Monitoring K8s deployments, services and pods
Failing pods/deployments/services expected several replicas running, pods running within resources requests and limits, etc.
Monitoring K8s applications
Availability, health, performance, etc.
What are monitoring layers?
Monitoring can be performed at different layers. Below are the layers at a high level.
Monitoring Metrics
Different monitoring metrics can be collected at various monitoring layers. Below is a rough guide on what kind of metrics can be collected at different layers.
Monitoring Tools
Are there any in-built monitoring tools in K8s?
K8s has some in-built monitoring tools. These can be used out of the box with minimal configuration. However, there are more sophisticated solutions for the same(as shown in the diagram below).
Each node in a K8s cluster runs a kubelet component. Each kubelet contains the cAdvisor
Which helps to gather metrics like CPU, memory, etc., from each container on a given node.
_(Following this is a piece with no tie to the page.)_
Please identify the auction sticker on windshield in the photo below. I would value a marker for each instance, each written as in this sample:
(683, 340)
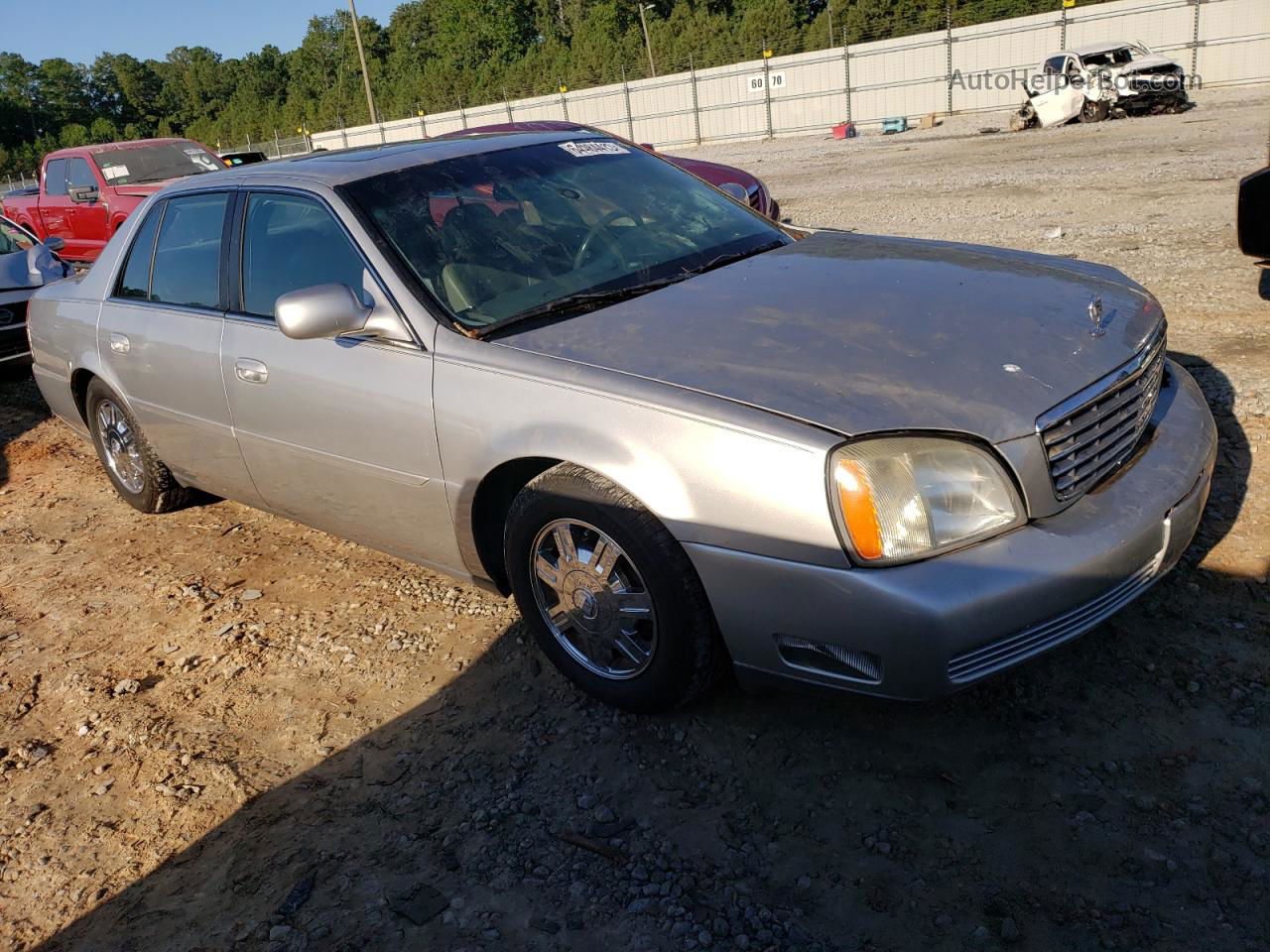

It also helps gather metrics from the node as a whole.
Metrics Server
Helps collect these metrics from cAdvisors and bring them to a central place. Metrics Server runs as a pod on some node in the K8s cluster and is exposed as a K8s service. One can run kubectl top
to find CPU, memory, network utilization for containers, pods, or nodes after the metrics server is configured.
K8s Dashboard
Helps provide a visual representation of data from the Metrics Server.
K8s State Metrics
It helps provide additional metrics that Metrics Server cannot provide. This listens to the K8s APIs and generates metrics related to K8s logical objects such as node-status, node-capacity, pod-status, etc. This can be deployed as a service with a single replica.
Probes
Helps monitor health status for containers and services. Liveness
Probes help with checks to see if a service/pod is alive and take appropriate actions if not. Readiness
Probe help with checks to see if a service/pod is ready to serve traffic. K8s docs have a lot of details on how to configure these.
It’s highly recommended to use more mature “Open Source” or “commercial” monitoring solutions for production. In an upcoming blog post, we will look into other monitoring solutions, monitoring pipelines, and monitoring architecture. Till then, ciao!